I know we started off light, but it was too much for me. My body was still extremely weak from yesterday and from no sleep.

And then it dawned on me, I would have to run to school today. I swear at that moment, my lungs shattered at the thought.

My legs decided to give up halfway, and so I ended up sprawled over the treadmill, blood rushing to my head. I lifted a hand to my head to feel a huge bump.

"Oh my god, Emmaline, what happened?" Wilson pulled off his earbuds, shock and horror in his eyes, running over to me, pulling me up. "Are you hurt? Where?"

"My legs gave out." I ignored the urge to black out once again; this was beginning to become a serious problem. "My head hurts, there's a bump."

"Why didn't you tell me your legs were weak?" He chided me, as he pulled me on a bench, before getting a water bottle, handing it to me. "I wouldn't make you run."
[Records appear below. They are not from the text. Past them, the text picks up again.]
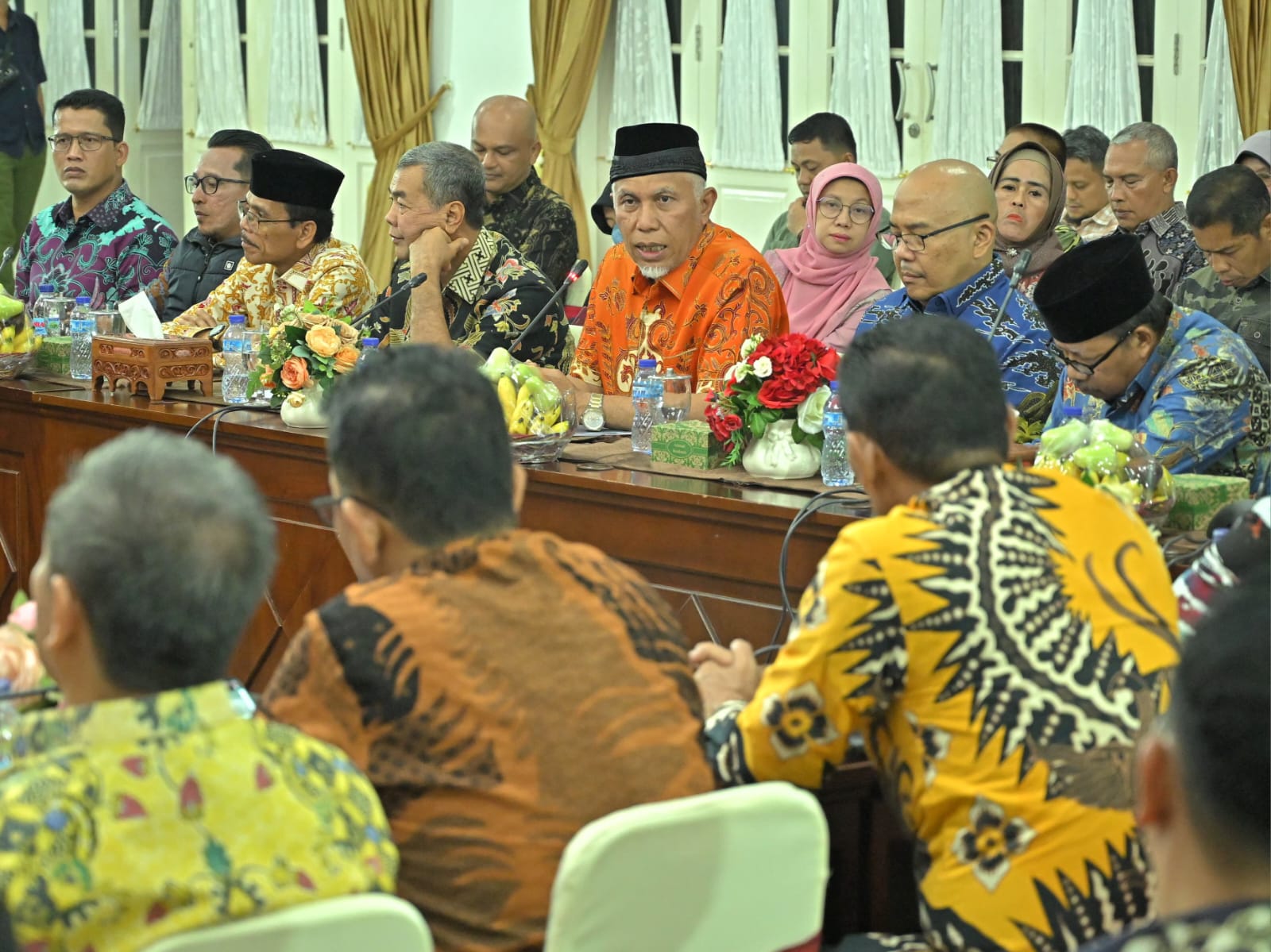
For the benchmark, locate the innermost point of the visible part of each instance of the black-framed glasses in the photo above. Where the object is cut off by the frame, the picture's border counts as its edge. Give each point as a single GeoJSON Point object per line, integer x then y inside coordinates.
{"type": "Point", "coordinates": [1088, 369]}
{"type": "Point", "coordinates": [210, 183]}
{"type": "Point", "coordinates": [915, 241]}
{"type": "Point", "coordinates": [832, 209]}
{"type": "Point", "coordinates": [88, 141]}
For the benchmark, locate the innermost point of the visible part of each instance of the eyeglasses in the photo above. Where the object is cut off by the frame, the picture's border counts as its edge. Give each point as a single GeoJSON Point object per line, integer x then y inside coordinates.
{"type": "Point", "coordinates": [1088, 369]}
{"type": "Point", "coordinates": [833, 207]}
{"type": "Point", "coordinates": [88, 141]}
{"type": "Point", "coordinates": [918, 243]}
{"type": "Point", "coordinates": [210, 183]}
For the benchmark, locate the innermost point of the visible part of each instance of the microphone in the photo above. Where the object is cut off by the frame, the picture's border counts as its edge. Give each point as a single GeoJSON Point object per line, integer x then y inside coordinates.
{"type": "Point", "coordinates": [578, 271]}
{"type": "Point", "coordinates": [1016, 273]}
{"type": "Point", "coordinates": [408, 286]}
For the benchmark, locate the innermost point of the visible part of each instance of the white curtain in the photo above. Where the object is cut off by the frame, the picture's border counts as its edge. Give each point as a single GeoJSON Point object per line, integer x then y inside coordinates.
{"type": "Point", "coordinates": [861, 89]}
{"type": "Point", "coordinates": [160, 95]}
{"type": "Point", "coordinates": [1219, 124]}
{"type": "Point", "coordinates": [296, 110]}
{"type": "Point", "coordinates": [1103, 75]}
{"type": "Point", "coordinates": [750, 133]}
{"type": "Point", "coordinates": [643, 83]}
{"type": "Point", "coordinates": [970, 114]}
{"type": "Point", "coordinates": [222, 92]}
{"type": "Point", "coordinates": [65, 52]}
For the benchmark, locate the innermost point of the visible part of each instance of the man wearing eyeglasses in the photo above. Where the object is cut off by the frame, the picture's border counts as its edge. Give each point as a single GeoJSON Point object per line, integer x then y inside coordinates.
{"type": "Point", "coordinates": [210, 252]}
{"type": "Point", "coordinates": [1186, 385]}
{"type": "Point", "coordinates": [102, 241]}
{"type": "Point", "coordinates": [944, 224]}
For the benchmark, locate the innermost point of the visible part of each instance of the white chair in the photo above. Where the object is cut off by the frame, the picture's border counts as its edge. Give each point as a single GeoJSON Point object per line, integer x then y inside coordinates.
{"type": "Point", "coordinates": [372, 922]}
{"type": "Point", "coordinates": [735, 871]}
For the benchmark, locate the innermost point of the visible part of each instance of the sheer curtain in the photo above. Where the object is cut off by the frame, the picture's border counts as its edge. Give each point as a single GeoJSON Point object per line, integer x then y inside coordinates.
{"type": "Point", "coordinates": [643, 82]}
{"type": "Point", "coordinates": [1219, 118]}
{"type": "Point", "coordinates": [160, 105]}
{"type": "Point", "coordinates": [296, 111]}
{"type": "Point", "coordinates": [970, 114]}
{"type": "Point", "coordinates": [1103, 75]}
{"type": "Point", "coordinates": [750, 135]}
{"type": "Point", "coordinates": [861, 89]}
{"type": "Point", "coordinates": [222, 92]}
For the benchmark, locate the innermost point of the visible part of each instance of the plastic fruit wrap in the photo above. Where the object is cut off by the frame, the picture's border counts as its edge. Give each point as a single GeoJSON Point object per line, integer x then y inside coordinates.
{"type": "Point", "coordinates": [1105, 455]}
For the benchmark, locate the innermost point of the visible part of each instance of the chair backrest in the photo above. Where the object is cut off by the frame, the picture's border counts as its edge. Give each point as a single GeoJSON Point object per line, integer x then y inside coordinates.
{"type": "Point", "coordinates": [368, 922]}
{"type": "Point", "coordinates": [734, 871]}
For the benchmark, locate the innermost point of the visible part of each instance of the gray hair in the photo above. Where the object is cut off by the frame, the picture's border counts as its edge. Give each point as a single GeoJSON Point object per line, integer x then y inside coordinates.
{"type": "Point", "coordinates": [451, 173]}
{"type": "Point", "coordinates": [169, 550]}
{"type": "Point", "coordinates": [1162, 149]}
{"type": "Point", "coordinates": [1087, 144]}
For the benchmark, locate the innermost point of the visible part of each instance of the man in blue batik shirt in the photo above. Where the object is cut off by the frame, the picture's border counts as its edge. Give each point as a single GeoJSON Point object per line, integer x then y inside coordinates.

I didn't bother answering, while drinking the water. Wilson was rubbing my back, which had a somewhat soothing effect. It was like everything inside of me, everything curled up had unwinded, and was comforted by the soothing movement.

"Do you feel like you can walk? Or should I help you?"

I was going to say no to the help, trust me I would. But my body was begging for the help. And I knew if I walked, I would've fallen down the stairs or fallen at school. Then, he would be called in.

"Can you help me?" My voice was so soft, so weak, I wanted to punch myself.

"Of course darling."

Darling

He said it so softly, so gently, so lovingly as if he loved me, as if he truly loved me, as if I mattered so much to him, and he truly cared for me. It was like those dreams I had when I was younger, and I wanted someone, a real person to wipe my tears, to reassure me they would care for me no matter what.

It stirred my heart. My heart, so deprived of love, of affection, pained at the word. All these years, my heart which I held behind a wall to protect it from the world, my heart which never stopped hoping, never stopped yearning was finally fulfilled at that one word.